Die Größe des geplanten Himmelsabschnitts ergibt sich primär aus der zur Verfügung stehenden Optik sowie der geplanten Anzahl von Aufnahmen. Die Öffnung der Optik sollte jedoch nicht zu klein gewählt werden, da das Auflösungsvermögen für die Darstellung von Details eine erhebliche Rolle spielt. Das eingesetzte Objektiv, ein Pentax 100 SDUF II mit 100mm Öffnung und 400mm Brennweite, bietet bereits eine sehr gute Auflösung und ermöglicht mit einem Öffnungsverhältnis von f/4 ermöglicht es kurze Belichtungszeiten – zudem eignet es sich für die Mittelformat-Fotografie.
Eine zeitgemäße CCD-Kamera ist in punkto Quanteneffizienz jeder Filmaufnahme bei weitem überlegen. Was jedoch die Bildauflösung angeht, kann eine Mittelformataufnahme diesen Nachteil noch immer kompensieren. So fiel die Entscheidung, das Mosaik-Projekt mit einer Mittelformatkamera und dem bewährten Astrofilm Kodak E200 anzugehen. Ein in der CCD-Welt unbekanntes Problem, die Planlage des Films, spielt hier eine erhebliche Rolle.

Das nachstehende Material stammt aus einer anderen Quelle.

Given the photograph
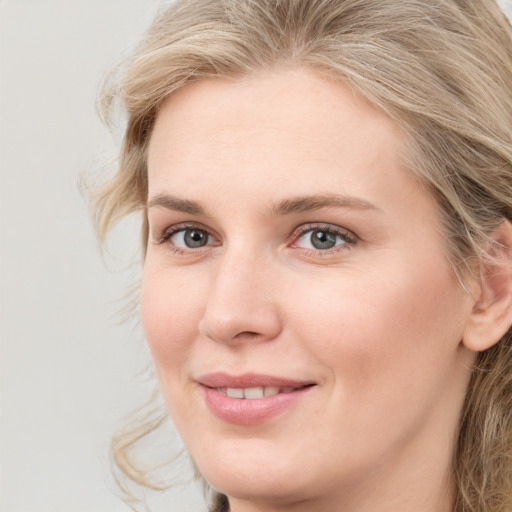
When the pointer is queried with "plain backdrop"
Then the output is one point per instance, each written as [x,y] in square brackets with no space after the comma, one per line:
[69,372]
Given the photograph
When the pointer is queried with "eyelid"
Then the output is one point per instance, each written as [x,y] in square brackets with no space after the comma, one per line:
[345,233]
[166,234]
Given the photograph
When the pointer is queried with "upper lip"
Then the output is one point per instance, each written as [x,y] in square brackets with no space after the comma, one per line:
[249,380]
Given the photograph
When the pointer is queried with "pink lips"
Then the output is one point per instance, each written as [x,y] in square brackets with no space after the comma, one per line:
[283,393]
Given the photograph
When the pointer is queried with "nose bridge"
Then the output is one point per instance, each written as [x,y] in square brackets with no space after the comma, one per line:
[241,304]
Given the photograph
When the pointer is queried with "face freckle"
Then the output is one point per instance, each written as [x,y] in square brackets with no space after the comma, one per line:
[360,325]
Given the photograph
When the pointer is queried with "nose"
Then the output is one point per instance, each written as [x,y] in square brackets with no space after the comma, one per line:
[241,306]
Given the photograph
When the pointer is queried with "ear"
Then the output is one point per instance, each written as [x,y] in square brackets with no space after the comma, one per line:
[491,316]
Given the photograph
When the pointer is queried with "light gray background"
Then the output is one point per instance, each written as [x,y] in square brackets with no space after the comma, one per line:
[68,373]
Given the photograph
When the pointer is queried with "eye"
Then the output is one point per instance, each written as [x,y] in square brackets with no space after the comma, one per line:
[323,238]
[184,238]
[190,238]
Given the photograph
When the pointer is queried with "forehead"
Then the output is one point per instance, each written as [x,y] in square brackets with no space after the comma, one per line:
[293,127]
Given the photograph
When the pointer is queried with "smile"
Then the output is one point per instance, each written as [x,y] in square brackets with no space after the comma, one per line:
[254,393]
[251,399]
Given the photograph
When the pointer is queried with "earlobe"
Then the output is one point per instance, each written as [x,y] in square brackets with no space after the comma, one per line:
[491,316]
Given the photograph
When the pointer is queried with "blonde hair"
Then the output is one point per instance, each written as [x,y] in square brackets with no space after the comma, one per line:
[442,69]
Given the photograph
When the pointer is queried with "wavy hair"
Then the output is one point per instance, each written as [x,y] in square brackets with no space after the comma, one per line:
[441,69]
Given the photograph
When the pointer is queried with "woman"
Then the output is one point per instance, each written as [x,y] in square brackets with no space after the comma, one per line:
[326,195]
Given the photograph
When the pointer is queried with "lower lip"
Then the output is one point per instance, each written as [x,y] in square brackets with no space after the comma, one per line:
[250,411]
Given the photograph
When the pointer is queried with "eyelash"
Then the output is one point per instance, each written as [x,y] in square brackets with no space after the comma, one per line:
[348,238]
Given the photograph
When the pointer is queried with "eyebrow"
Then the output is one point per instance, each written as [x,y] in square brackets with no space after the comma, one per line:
[312,203]
[176,204]
[282,208]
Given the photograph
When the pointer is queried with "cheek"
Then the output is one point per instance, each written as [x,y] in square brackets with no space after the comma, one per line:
[171,311]
[401,322]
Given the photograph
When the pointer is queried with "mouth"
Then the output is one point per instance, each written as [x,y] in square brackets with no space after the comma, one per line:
[258,392]
[251,399]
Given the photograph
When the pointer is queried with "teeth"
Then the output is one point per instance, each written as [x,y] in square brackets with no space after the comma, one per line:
[253,393]
[235,392]
[271,391]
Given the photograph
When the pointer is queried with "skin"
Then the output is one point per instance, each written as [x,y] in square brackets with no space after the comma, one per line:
[376,321]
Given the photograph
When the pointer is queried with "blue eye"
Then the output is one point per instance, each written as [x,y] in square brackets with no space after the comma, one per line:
[189,238]
[323,239]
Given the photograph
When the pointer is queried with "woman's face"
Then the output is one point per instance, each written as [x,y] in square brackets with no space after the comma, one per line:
[303,319]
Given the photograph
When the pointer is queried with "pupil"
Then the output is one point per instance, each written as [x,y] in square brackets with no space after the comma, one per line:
[323,240]
[195,238]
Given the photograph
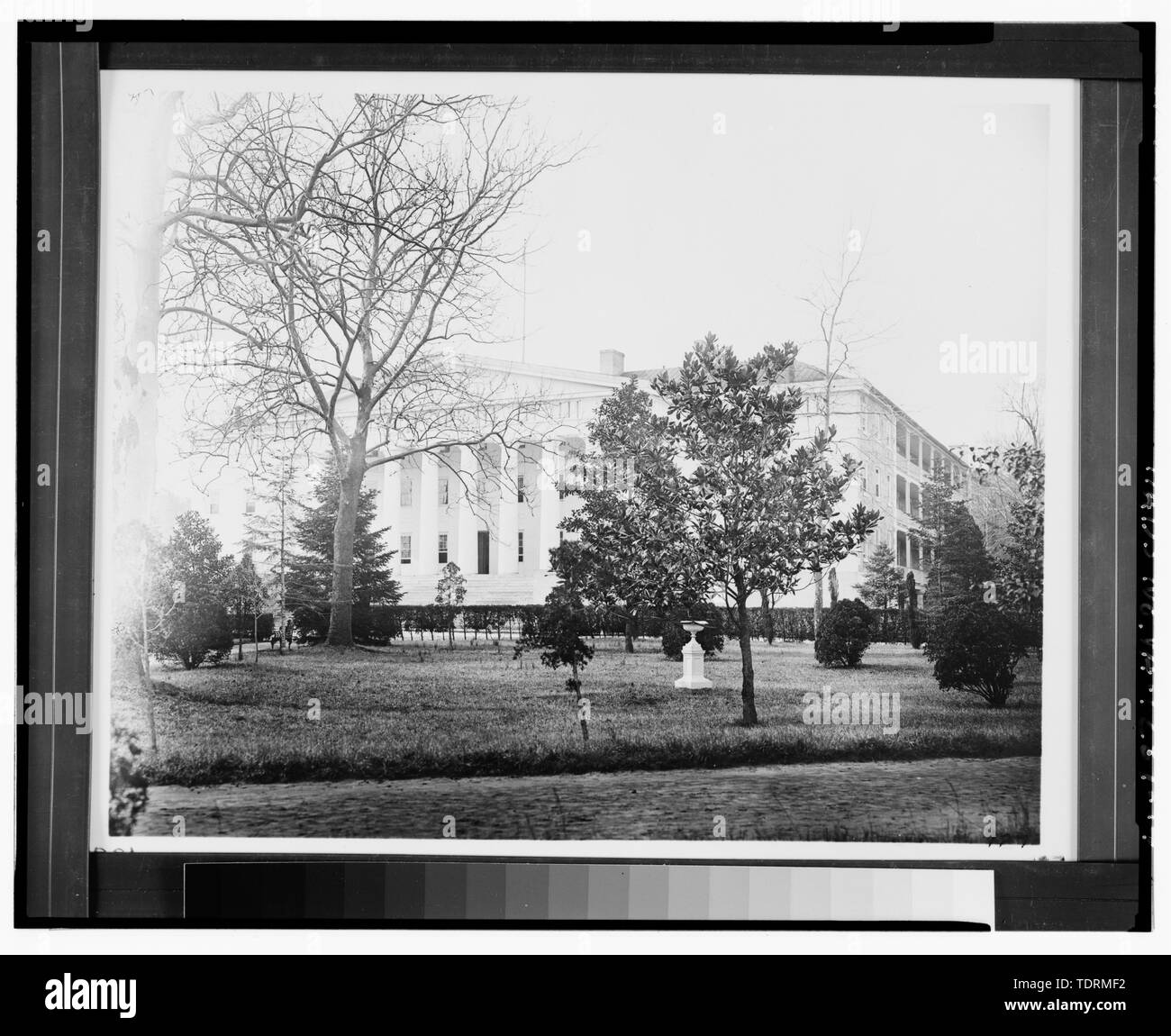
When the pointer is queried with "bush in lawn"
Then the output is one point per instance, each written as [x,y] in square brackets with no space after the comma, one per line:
[195,633]
[976,649]
[844,633]
[128,786]
[557,629]
[711,640]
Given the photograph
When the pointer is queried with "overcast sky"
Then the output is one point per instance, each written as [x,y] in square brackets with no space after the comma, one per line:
[714,203]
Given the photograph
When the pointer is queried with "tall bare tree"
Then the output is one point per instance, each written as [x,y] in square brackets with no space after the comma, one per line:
[338,252]
[841,335]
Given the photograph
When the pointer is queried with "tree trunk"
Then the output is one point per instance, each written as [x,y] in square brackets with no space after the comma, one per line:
[340,613]
[148,683]
[818,601]
[749,686]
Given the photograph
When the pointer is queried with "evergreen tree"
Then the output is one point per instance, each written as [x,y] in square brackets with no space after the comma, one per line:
[622,569]
[883,577]
[949,534]
[246,596]
[449,594]
[311,569]
[198,629]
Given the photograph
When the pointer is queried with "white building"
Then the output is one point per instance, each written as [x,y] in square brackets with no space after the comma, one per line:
[495,512]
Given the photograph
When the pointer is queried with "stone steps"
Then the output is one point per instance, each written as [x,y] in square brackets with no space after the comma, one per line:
[491,589]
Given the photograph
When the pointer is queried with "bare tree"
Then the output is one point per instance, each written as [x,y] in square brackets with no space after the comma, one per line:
[145,603]
[841,335]
[338,252]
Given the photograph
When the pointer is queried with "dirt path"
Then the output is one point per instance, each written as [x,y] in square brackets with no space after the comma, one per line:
[931,800]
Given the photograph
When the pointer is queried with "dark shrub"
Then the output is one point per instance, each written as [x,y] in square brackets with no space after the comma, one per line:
[128,786]
[844,634]
[371,623]
[710,640]
[197,633]
[976,648]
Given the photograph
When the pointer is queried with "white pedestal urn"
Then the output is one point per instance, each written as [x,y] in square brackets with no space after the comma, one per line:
[692,678]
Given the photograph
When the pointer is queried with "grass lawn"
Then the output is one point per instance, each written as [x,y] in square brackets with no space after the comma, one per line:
[420,710]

Nur wenige Kameras beherrschen diese ohne Filmansaugung oder andere Hilfsmittel. Zu diesen gehört auch die relativ günstige russische »Kiew 60«, und hier am besten die Version mit 6cm × 4,5cm-Bildformat. Bei diesem Modell ist es ratsam, immer eine Ersatzkamera dabei zu haben; trotzdem fährt man so günstiger als mit dem Kauf einer Kamera von Exakta oder Mamiya.

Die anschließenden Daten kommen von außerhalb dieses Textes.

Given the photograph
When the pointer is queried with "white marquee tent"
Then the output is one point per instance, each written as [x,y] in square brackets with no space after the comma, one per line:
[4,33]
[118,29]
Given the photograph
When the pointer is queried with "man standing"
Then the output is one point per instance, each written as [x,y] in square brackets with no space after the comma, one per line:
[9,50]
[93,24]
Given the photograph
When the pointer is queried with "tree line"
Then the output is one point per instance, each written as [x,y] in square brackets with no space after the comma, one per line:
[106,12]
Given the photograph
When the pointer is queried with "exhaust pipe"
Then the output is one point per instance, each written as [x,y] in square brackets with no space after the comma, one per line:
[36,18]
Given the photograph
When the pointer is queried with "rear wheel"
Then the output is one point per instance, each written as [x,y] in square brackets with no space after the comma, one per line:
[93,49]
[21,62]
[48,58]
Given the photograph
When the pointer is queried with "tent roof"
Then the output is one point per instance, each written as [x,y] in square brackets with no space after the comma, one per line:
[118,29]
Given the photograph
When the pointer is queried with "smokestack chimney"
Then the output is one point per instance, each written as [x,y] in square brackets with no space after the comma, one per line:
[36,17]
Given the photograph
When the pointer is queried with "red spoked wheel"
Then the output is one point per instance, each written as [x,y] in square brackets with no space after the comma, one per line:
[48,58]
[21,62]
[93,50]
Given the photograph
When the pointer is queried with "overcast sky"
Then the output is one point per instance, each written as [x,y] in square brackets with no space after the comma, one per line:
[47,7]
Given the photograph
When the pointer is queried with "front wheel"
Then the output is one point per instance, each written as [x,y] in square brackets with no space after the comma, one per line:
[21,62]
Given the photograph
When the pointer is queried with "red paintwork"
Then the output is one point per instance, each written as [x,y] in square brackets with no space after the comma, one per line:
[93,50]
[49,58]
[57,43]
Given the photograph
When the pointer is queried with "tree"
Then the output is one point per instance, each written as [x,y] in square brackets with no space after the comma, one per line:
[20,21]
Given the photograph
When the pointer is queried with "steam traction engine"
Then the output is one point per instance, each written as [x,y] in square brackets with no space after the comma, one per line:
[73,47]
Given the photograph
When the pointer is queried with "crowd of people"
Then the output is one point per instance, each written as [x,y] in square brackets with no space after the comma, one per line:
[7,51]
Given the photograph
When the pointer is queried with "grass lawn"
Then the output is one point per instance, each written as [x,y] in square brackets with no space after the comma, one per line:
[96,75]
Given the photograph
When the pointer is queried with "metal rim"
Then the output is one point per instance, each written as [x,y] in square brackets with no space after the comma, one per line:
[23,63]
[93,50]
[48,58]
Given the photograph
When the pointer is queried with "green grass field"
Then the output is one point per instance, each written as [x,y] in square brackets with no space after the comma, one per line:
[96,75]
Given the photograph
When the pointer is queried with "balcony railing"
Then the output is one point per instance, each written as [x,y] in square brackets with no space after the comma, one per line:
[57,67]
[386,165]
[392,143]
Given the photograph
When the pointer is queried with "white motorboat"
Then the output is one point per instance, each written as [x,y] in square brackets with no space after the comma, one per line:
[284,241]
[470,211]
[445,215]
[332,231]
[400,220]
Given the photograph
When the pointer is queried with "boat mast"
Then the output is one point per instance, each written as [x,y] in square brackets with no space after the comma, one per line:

Als Montierung für diese Ausrüstung empfahl sich das bewährte »Arbeitspferd« Vixen GP mit Motorisierung in beiden Achsen. Die Tragkraft dieser einfachen GP-Montierung ist zwar geringer als beispielsweise die einer GP/DX- oder Sphinx-Montierung, mit knapp 4 Kilogramm ist sie jedoch auch deutlich leichter und belastet das meist ohnehin bereits kritische Ausrüstungsgewicht nicht noch zusätzlich. Wenn am Urlaubsort eine Säule und ein Gegengewicht zur Verfügung gestellt werden wie auf der Hakos-Farm in Namibia, gibt es keine Sorgen mit Übergepäck am Flughafen.

Vorbereitungen

Ein Mosaik des Milchstraßenzentrums von etwa 250 Quadratgrad rund um das galaktische Zentrum, das »Herz des Himmels«, war konzipiert. Neun Aufnahmen waren geplant, als Ergebnis nahezu ein Quadrat und wenn möglich jedes Bild in doppelter Ausführung. Bei Mosaiken müssen sich die Einzelaufnahmen natürlich überlappen, Bildlücken beenden hier jedes Projekt vorzeitig. Es empfiehlt sich daher unbedingt, alle Aufnahmen inklusive der Auswahl der Leitsterne für die Nachführung bereits vor Urlaubsbeginn sorgfältig vorzubereiten. Hilfreich zur Ermittlung der Bildausschnitte sind Astronomieprogramme. Auf Sternkartenkopien können die festgelegten Bereiche aufgezeichnet werden. Es ist zu empfehlen, die sich überschneidenden Bereiche großzügig zu wählen: Lieber ein kleineres Gesamtbild oder mehr Aufnahmen, als dass es am Ende bei Einzelaufnahmen bleibt, weil eine Bildlücke entstanden ist.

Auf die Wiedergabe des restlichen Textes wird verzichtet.